En suma: yo me creía enamorado de Carmela, la Vergonzosa. ¡Ojalá lo estuviese! A estarlo, porfiaría doblemente en hablarle, en acercarme a ella, y tal vez hubiésemos sido felices... Rondé su tapia, deseoso de escuchar el golpe del azadón con que cavaba el huerto, esperanzado en que un día cantase o llamase a una gallina o al perro del guarda... Nunca oí más que el acento lleno de enfermiza nostalgia de la tórtola, que parecía decir: «Sólo el dolor es verdad...». Espié sus ventanas, por si cruzaba su sombra; fui cien veces a la ermita, y me convencí de que Carmela tenía vergüenza de oír misa si junto a la pila del agua bendita la esperaba el contacto de la yema de mis dedos, cargados de eléctrica energía, mensajeros de un estado de alma...

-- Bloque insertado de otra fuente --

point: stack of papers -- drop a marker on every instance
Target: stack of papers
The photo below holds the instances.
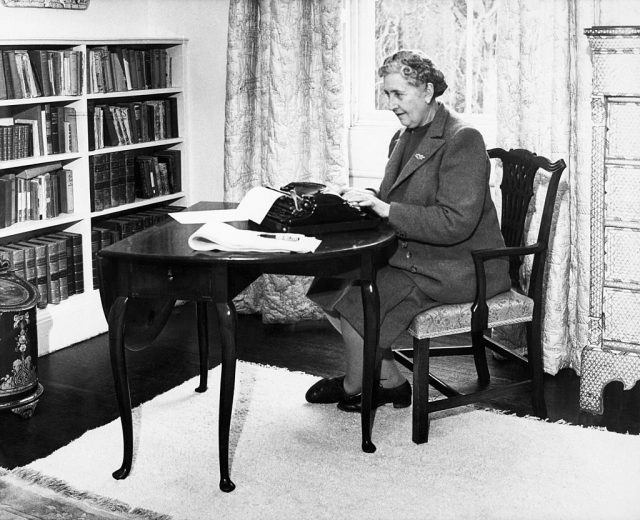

En el pueblo se formó una leyenda. Quizá sería Carmela la única que la ignorase. Mis amigachos me crucificaron a bromas. Yo era un sandio si no escribía una carta incendiaria o si una noche de luna no saltaba las tapias del huerto. Y lo hubiese hecho, a no contenerme una fuerza extraña, invisible: la fuerza de aquella vergüenza sagrada, celestial, el verdadero atractivo de Carmela para mí... Postrado ante la imagen de la Vergonzosa, que llevaba impresa en mi fatigado corazón, la flor del capricho iba cristalizando en respeto; el amor se volvía culto. De tal manera, que sería ya un desencanto para mí si Carmela se asomase, si su voz o su andar resonasen detrás de los tapiales que la frondosidad de los manzanos abruma. Y así, bendiciendo la misma vergüenza que me apartaba de Carmela hasta la eternidad, salí de Vilasanta del Maestre, cuando me llamó a otra parte mi estrella, sin que nunca haya sabido qué fue de mi sueño de un instante.